Par Gangoueus @lareus
Paul Beatty : Moi contre les Etats-Unis d'Amérique
C’est à l’occasion d’une Palabre autour des Arts, il y a quelques années que j’ai entendu parler de l’écrivain américain Paul Beatty. A l’époque, le roman analysé était American Prophet et les critiques étaient particulières élogieuses. A cette période, The sellout dans sa version anglaise, Moi contre les Etats-Unis d’Amérique était également en lice pour la première édition du prix du livre engagé...
En abordant ce roman, je me suis tout de suite plaint sur les réseaux sociaux à propos de la forme. Le prologue est un peu long et quelque peu indigeste. De plus, l’écriture est volontairement peu soutenue. Donc, cette entrée en matière a été difficile. Pourtant…  Le sujet est assez étonnant. Un africain américain au CV judiciaire vierge répond devant la cour suprême des Etats Unis d’Amérique au fait d’avoir réintroduit l’esclavage et la ségrégation raciale dans une bourgade. Ce qui donne lieu à des scènes de sidération à Washington où il est convoqué. Comment en est-on arrivé à une telle extrémité ? Quel est le détail sur le terrain des actions perpétrées par « the sellout » ? Car, je viens de me rendre compte après 400 pages que je n’ai pas retenu le prénom du personnage narrateur... 

The sellout ou la construction d’une identité singulière

En remontant le fil de l’histoire, the sellout, le vendu aborde tout d'abord son histoire. Donc, celle de sa famille qui se résume à une personne : son père. Ce dernier est un sociologue venu s’installer à Dickens où il achète une ferme. Nous sommes quelque part dans les environs de Los Angeles, pas trop loin de la mer. Un ghetto fictif qui ne semble pas ressembler aux autres comme Compton, Watts ou South Central. Notre personnage narrateur a fait l’objet de terribles expériences de la part de son père. Quand ce dernier pense, questionne et tente de trouver des réponses aux nombreuses problématiques que rencontrent les populations noires d’Amérique, quand il analyse les « tares » comportementales, c’est le fils qui subit les actions et les expérimentations cruelles du « scientifique ». Dès cette phase du roman, le lecteur est partagé entre l’horreur et la franche rigolade. Et la satire prend parfaitement car le propre de la caricature est qu’elle s’appuie sur des faits historiques, le poids d’une domination sur laquelle on a souvent arguer la capacité de résilience extra-humaine des noirs des Amériques… Si le père torture le fils pour la cause, il est toute ouïe à la souffrance de ses concitoyens de Dickens. Il leur parle à l’oreille quand ils pètent un cable comme Redford parlait à ses chevaux affolés...

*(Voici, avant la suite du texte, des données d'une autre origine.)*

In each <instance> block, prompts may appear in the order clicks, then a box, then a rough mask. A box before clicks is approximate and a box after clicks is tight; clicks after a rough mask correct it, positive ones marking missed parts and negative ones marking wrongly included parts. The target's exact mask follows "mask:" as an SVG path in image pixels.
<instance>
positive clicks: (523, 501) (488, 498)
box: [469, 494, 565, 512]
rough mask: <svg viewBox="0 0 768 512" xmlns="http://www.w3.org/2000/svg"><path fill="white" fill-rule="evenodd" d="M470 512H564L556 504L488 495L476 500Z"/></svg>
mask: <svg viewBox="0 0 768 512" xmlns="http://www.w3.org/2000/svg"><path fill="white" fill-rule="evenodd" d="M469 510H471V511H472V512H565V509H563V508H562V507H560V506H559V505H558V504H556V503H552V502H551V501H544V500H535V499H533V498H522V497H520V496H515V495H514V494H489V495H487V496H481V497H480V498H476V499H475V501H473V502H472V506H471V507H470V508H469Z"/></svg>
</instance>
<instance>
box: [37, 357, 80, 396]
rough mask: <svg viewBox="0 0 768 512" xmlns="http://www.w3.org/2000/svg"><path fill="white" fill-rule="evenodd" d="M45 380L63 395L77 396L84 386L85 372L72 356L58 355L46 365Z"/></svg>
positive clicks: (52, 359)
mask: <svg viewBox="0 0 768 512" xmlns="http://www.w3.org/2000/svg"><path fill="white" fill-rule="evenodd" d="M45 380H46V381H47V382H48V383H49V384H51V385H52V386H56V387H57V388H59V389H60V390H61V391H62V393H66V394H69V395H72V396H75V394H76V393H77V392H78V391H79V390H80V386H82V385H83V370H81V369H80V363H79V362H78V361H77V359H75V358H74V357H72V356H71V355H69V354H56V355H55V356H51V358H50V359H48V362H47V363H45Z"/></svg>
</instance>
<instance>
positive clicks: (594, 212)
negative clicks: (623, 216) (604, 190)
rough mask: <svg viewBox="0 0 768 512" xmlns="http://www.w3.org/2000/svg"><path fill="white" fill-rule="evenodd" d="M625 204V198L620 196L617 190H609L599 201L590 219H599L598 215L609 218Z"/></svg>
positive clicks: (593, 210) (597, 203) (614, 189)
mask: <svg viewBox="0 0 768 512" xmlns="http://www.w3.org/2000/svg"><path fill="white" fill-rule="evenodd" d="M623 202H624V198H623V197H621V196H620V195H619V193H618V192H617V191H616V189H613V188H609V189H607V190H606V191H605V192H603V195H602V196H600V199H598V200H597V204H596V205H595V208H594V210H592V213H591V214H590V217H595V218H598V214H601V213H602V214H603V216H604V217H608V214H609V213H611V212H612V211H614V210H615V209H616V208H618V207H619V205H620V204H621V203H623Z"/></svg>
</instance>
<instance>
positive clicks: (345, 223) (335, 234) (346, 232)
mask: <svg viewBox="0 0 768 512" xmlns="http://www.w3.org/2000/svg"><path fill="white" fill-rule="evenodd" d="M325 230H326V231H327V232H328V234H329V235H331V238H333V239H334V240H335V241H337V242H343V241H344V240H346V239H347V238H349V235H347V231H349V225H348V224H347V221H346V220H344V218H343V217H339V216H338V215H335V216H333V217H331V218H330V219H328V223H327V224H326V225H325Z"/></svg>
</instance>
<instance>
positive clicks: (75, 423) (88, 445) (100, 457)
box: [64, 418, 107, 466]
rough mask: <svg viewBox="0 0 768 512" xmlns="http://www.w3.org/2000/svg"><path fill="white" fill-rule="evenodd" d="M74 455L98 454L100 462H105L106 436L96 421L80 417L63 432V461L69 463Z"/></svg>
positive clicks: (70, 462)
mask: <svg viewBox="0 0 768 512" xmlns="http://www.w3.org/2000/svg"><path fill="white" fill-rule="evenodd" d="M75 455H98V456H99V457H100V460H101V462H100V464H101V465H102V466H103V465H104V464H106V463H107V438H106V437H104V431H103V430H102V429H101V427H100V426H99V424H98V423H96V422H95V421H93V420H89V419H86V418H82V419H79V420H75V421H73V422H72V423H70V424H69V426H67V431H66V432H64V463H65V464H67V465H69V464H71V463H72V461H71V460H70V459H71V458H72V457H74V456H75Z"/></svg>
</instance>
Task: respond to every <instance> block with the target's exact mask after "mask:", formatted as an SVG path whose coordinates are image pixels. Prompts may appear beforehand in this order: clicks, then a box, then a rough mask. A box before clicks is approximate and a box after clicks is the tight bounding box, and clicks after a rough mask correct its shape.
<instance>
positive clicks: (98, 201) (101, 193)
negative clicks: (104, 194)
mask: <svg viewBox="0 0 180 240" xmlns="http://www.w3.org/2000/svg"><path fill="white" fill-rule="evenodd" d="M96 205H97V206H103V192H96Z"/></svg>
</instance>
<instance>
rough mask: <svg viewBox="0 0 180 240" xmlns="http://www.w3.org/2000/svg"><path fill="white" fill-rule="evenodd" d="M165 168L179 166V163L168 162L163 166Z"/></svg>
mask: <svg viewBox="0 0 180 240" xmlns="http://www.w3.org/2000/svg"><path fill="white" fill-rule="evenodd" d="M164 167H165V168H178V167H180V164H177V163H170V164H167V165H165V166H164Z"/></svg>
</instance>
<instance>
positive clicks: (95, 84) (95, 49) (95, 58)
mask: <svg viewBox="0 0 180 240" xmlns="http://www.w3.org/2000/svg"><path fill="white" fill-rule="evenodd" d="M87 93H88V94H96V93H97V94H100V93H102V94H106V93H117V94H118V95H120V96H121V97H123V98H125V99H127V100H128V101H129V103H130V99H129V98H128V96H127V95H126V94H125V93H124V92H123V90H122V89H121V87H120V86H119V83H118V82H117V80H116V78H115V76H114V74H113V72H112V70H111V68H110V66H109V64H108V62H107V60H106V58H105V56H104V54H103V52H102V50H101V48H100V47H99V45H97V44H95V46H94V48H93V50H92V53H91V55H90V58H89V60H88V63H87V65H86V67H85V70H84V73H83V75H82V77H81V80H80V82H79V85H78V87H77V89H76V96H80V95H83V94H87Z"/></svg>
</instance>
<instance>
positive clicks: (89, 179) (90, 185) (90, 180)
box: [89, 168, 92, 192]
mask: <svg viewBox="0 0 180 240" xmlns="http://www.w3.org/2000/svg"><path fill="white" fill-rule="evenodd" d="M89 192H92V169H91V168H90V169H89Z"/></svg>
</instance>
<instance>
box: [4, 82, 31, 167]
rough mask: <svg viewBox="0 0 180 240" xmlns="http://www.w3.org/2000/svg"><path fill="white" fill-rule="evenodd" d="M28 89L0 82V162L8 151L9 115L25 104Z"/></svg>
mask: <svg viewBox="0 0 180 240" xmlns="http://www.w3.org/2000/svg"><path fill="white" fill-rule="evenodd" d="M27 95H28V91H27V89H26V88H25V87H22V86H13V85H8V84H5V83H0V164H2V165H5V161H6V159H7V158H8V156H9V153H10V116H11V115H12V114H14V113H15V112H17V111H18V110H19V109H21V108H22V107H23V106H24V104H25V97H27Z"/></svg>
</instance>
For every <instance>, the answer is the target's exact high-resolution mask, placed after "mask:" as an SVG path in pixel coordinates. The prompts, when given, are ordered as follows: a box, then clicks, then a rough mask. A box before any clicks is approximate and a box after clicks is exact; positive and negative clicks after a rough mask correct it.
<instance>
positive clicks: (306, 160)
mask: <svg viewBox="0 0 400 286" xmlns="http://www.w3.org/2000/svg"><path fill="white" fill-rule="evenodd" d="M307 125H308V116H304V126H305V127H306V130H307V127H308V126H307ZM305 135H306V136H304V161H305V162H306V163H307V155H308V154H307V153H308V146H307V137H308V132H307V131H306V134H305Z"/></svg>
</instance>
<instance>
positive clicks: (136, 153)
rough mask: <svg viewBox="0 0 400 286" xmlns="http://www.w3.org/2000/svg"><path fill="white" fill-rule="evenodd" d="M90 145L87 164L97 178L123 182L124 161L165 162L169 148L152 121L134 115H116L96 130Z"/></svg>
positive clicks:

Dickens ou la perte du territoire

Ce livre est truffé de référence. Comme Dickens. On pense naturellement au grand romancier britannique du 19ème siècle qui a souvent traité des fractures sociales. « Bonbon », notre narrateur,  comme l’appelle Marpessa (son ex future copine) a grandi à Dickens. Hors du système scolaire, étant directement formé par son père. Il parle de cette petite bourgade qui change, des communautés qui évoluent, qui cohabitent (latinos - mexicains -, afro-américains). Avec les phénomènes de pressions autour du foncier et des questions de gentrification, un matin, la ville disparait de la carte, elle est débaptisée, anonymisée.  Le père du narrateur est mort depuis belle lurette quand cet événement arrive. La perte de territoire achève une désorientation globale des populations concernées. Le narrateur va réagir de manière très surprenante.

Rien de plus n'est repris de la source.